Noelia, una chica de 25 años, una como tú, como yo… pero con una historia que pesa más de lo que muchos podrían imaginar.
Padecía TOC y TLP (trastorno límite de la personalidad). Y creció en un entorno que, tristemente, a muchas nos puede sonar familiar:
una abuela que la maltrataba psicológicamente, insultos constantes, un padre ausente que no estaba, que no llamaba, que no escribía.
A eso súmale malas amistades, estancias en hospitales psiquiátricos y una familia que nunca terminó de ser unida.
Una vida marcada por el dolor
Noelia también vivió una relación abusiva. Un hombre que la violentó en la intimidad mientras dormía. Y no fue lo único: hubo más intentos de abuso por parte de otros hombres, incluso en una discoteca.
Después, problemas económicos, quedarse sin hogar… y una cadena de situaciones que poco a poco la fueron quebrando. Intentó quitarse la vida varias veces. En uno de esos intentos, saltó de un balcón y quedó parapléjica, en silla de ruedas.
Y aún así, el dolor no terminó.
@noeliacastillo20003034 Perdonar por mis pintas, estoy en el hospital. Por si no ha quedado claro la película se llama ‘Mi amigo Dahmer’ y sólo está en Prime Video. #parati #fyp
El proceso que la llevó hasta aquí
Durante más de un año y medio enfrentó procesos legales. Incluso conflictos con su propio padre, quien buscaba frenar la decisión de la eutanasia.
Pero el 26 de marzo, finalmente, llegó el día. Noelia accedió a la eutanasia en España.
Un final en silencio
Familiares, amigos y personas cercanas quisieron acompañarla en el hospital.
Pero ella decidió no permitir la entrada.

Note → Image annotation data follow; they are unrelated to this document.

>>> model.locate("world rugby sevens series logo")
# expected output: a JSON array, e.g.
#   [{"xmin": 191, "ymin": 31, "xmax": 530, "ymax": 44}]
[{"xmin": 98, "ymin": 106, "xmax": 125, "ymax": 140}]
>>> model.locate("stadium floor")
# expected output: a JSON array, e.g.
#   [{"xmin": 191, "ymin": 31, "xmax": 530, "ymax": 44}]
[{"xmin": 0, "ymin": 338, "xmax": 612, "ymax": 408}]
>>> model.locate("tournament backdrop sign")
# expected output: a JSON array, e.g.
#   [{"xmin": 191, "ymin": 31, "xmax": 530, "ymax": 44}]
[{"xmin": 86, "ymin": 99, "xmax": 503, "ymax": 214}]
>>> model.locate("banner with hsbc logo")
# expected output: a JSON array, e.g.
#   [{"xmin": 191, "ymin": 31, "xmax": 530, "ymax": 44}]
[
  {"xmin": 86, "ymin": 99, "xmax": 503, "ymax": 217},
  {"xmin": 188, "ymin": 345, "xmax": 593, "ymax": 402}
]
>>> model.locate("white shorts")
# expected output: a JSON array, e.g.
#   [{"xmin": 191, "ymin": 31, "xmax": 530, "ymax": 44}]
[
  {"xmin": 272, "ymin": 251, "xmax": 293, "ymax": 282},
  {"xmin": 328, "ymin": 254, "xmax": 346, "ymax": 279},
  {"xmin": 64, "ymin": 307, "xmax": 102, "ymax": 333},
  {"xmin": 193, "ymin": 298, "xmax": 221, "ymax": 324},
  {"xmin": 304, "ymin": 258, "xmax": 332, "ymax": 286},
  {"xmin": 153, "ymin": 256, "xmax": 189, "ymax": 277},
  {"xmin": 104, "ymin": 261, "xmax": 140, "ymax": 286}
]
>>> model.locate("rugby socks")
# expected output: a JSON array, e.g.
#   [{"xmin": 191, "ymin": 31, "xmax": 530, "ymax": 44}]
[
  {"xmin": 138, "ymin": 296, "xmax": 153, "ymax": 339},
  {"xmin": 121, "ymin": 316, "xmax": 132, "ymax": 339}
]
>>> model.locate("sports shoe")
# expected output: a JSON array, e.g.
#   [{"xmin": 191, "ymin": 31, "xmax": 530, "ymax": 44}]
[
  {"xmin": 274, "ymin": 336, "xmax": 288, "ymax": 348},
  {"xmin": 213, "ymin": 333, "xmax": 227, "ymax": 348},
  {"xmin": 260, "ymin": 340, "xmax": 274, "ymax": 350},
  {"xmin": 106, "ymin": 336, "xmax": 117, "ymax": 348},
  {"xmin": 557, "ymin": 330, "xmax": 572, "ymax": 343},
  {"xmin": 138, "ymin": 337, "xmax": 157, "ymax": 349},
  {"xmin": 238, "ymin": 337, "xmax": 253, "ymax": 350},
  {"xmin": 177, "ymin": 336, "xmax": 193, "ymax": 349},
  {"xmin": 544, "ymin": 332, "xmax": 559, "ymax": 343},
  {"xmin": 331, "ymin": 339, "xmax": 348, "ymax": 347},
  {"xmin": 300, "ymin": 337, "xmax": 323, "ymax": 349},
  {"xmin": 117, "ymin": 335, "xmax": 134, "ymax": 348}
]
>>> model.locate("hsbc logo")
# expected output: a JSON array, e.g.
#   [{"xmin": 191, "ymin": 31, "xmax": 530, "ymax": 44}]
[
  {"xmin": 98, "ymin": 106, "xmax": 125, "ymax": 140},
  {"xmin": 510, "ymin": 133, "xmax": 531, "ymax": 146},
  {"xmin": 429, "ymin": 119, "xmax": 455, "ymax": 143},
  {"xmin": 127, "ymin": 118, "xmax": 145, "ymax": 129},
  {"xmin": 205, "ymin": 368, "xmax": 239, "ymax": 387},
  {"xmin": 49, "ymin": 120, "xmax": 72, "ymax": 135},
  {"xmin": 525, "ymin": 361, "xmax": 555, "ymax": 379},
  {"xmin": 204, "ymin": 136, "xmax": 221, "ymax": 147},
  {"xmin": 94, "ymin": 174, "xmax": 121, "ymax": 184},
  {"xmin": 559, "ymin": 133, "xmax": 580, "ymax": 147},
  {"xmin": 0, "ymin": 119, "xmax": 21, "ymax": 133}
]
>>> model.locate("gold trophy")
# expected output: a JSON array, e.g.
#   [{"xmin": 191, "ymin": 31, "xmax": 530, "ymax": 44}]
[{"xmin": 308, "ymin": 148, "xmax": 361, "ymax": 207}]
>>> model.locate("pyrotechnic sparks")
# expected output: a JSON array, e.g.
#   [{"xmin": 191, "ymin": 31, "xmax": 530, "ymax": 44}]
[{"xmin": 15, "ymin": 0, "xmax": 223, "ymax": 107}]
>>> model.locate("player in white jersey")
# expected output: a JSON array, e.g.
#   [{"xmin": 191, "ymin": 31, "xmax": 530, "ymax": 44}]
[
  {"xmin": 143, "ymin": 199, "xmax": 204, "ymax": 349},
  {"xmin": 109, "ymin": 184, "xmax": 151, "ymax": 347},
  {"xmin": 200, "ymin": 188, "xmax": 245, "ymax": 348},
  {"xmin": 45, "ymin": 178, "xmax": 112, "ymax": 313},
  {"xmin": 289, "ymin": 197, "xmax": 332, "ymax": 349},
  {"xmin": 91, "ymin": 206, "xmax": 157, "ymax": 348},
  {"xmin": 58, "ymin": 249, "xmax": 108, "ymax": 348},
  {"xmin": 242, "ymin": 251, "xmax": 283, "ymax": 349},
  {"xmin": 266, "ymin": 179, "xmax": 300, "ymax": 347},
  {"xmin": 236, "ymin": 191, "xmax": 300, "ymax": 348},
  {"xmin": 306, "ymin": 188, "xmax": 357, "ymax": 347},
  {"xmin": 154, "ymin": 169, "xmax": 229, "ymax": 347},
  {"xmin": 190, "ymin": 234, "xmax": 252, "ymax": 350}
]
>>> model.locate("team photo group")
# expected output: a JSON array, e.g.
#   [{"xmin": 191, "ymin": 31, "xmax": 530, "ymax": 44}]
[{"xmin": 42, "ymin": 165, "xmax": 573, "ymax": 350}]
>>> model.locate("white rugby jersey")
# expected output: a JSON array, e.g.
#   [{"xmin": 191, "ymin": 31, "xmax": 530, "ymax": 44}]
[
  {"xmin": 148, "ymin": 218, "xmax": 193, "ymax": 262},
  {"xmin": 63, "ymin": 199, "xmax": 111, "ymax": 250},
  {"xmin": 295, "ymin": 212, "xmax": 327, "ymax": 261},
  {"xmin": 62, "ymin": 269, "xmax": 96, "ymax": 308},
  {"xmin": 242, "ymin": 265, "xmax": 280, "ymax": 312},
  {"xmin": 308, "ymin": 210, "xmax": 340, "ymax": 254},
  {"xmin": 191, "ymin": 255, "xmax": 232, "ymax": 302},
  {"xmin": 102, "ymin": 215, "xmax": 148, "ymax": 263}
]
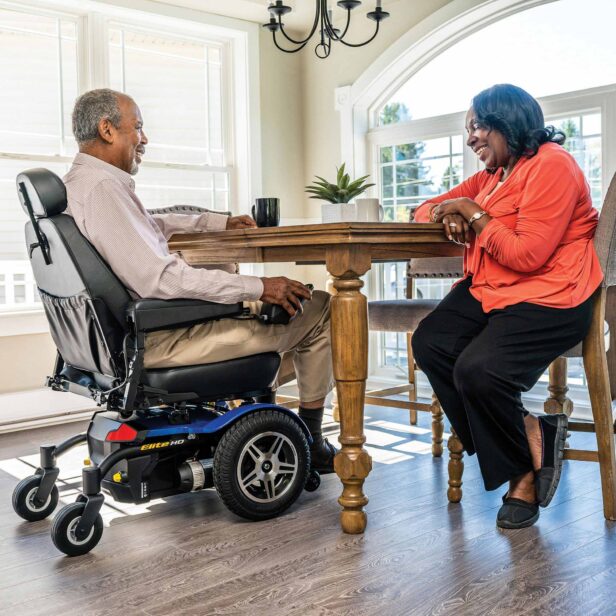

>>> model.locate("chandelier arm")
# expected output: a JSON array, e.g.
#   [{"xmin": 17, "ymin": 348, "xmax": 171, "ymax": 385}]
[
  {"xmin": 272, "ymin": 32, "xmax": 308, "ymax": 53},
  {"xmin": 335, "ymin": 21, "xmax": 379, "ymax": 47},
  {"xmin": 327, "ymin": 9, "xmax": 351, "ymax": 41},
  {"xmin": 278, "ymin": 4, "xmax": 321, "ymax": 45}
]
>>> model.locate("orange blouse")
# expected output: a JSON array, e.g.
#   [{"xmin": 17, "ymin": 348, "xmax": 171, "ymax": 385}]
[{"xmin": 415, "ymin": 143, "xmax": 603, "ymax": 312}]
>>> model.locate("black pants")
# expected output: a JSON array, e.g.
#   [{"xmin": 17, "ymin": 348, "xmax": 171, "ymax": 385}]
[{"xmin": 412, "ymin": 279, "xmax": 592, "ymax": 490}]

Por otro lado, su tío expresó que no podía apoyar una decisión así.
Pero también está la otra cara: entender el nivel de sufrimiento que puede llevar a alguien a pedir morir.
El debate que dejó
Para muchos, esto es impensable.
Para otros, morir dignamente también es un acto de amor.
La asociación por el derecho a una muerte digna ha pedido cambios en la ley, para que estos procesos no sean tan largos ni desgastantes… y puedan resolverse en menos tiempo. (máximo 20 días) 
La verdad
No es una historia fácil de leer. Ni de entender.
Pero sí deja una pregunta incómoda: ¿qué hacemos cuando alguien ya no puede más? Y quizá lo más fuerte de todo es esto:
Noelia no era un caso… era una vida.